If you've received our Contentment themed box of encouragement, you've found the the words from Horatio Spafford's poem "It Is Well" printed on the bookmark enclosed. Horatio Spafford was a prominent lawyer who lived in Chicago in the 1800s. He was a Christian and friend to the evangelist Dwight L. Moody. Watch this short video that explains why he wrote the poem that became the song that has encouraged so many.
Can you imagine being in this situation? Your family is off on a trip somewhere, you're at home and you get a telegram that says "Saved Alone."
To understand the depth of the crisis this would have been, consider that this was 1873. His wife Anna couldn't call or text or email him to let him know immediately what had happened. He couldn't just jump on a plane and get to her. She is alone in England, all her children have died and she has to send him a telegram. This is a picture of her actual telegram. She had to wait for him to receive it back in Chicago and wait for him to send one back. He has to then make arrangements to get on a boat and sail to get to where she is! It probably took weeks for them to communicate back and forth and for him to be able to get to her via boat.

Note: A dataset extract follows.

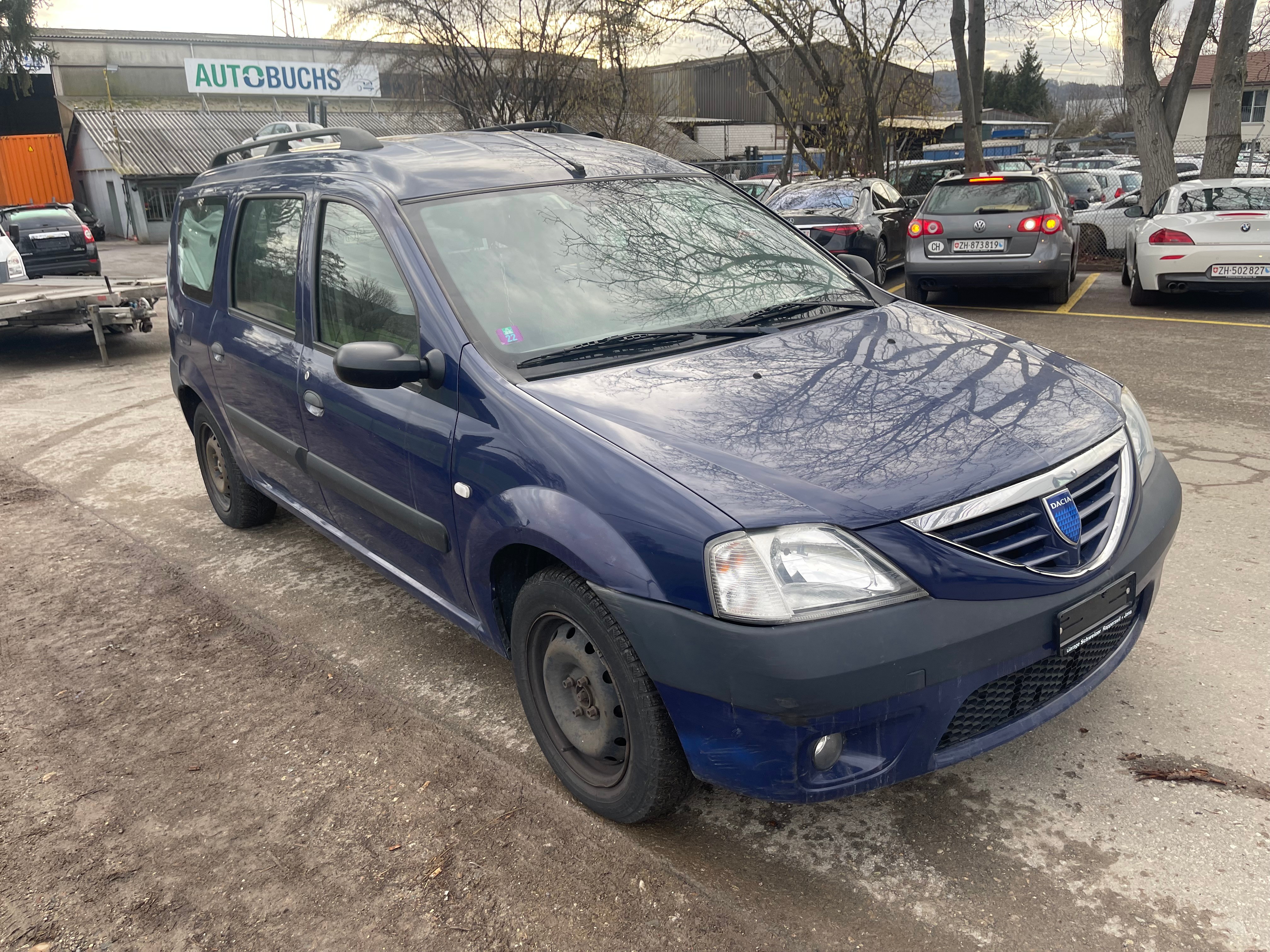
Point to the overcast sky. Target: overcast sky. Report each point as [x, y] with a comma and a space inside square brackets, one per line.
[1071, 51]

Even in his pain, he still praised God through the writing of his poem, "It Is Well", during that long boat ride to get to his wife. You can see the actual scrap of hotel paper he wrote the poem on here in the archives at the Library of Congress. In the words of the poem, you can hear his pain, especially in lyrics like "when sorrows like sea billows roll." Anyone who has been to the ocean knows what sea billows (waves) look like as they hit the shore. We know they don't stop. If you sit at the shoreline all day, the waves don't ever stop. Sometimes they are big, some are small, some are calm and some come crashing in, but they come in a continuous succession. Like Job in the Bible and his continuous succession of tragedies, Horatio Spafford is expressing that same feeling of feeling like sorrow is just continuously washing over him. Have you felt like that? The amazing part of his story is what he did with his pain.
He absolutely had moments of despair, but ultimately, he wrote a poem of submission to the will of God, that restored his peace. This poem later became a well known, beloved hymn, when Philip Bass, a composer created a piece of music to accompany the lyrics in 1876.
Horatio's poem expresses an unwavering trust in God's Will, no matter what. He says "Whatever my lot, thou hast taught me to say, it is well, it is well, with my soul." He reaffirms that God is in control in verse 2 by saying that although satan may test him and trials may come, he has assurance that God is in control and he's thankful that He shed His blood for his soul.
I know we've all heard this song a million times, but I know for me personally, it means so much more and gives me so much comfort now that I know the story behind the words. It was written out of a real experience that someone went through. When he was on that boat, pouring out his feelings, Horatio Spafford couldn't have known how his personal expression of surrender and submission to God's Will would encourage and help restore so many others who would experience hardships and tragedies generations later. God had a purpose even in the extreme pain he allowed Horatio and Anna Spafford to experience.
My favorite version of this song is by Jimmy Needham. When I'm going through I can literally listen to it on repeat for hours. Even if I'm in tears, it brings me great peace. It reminds me that God knows my pain, just as He knows yours and that there is a greater purpose in it. No matter what you've been through or find yourself going through right now, BE ENCOURAGED. Glorify Him and God will restore your contentment.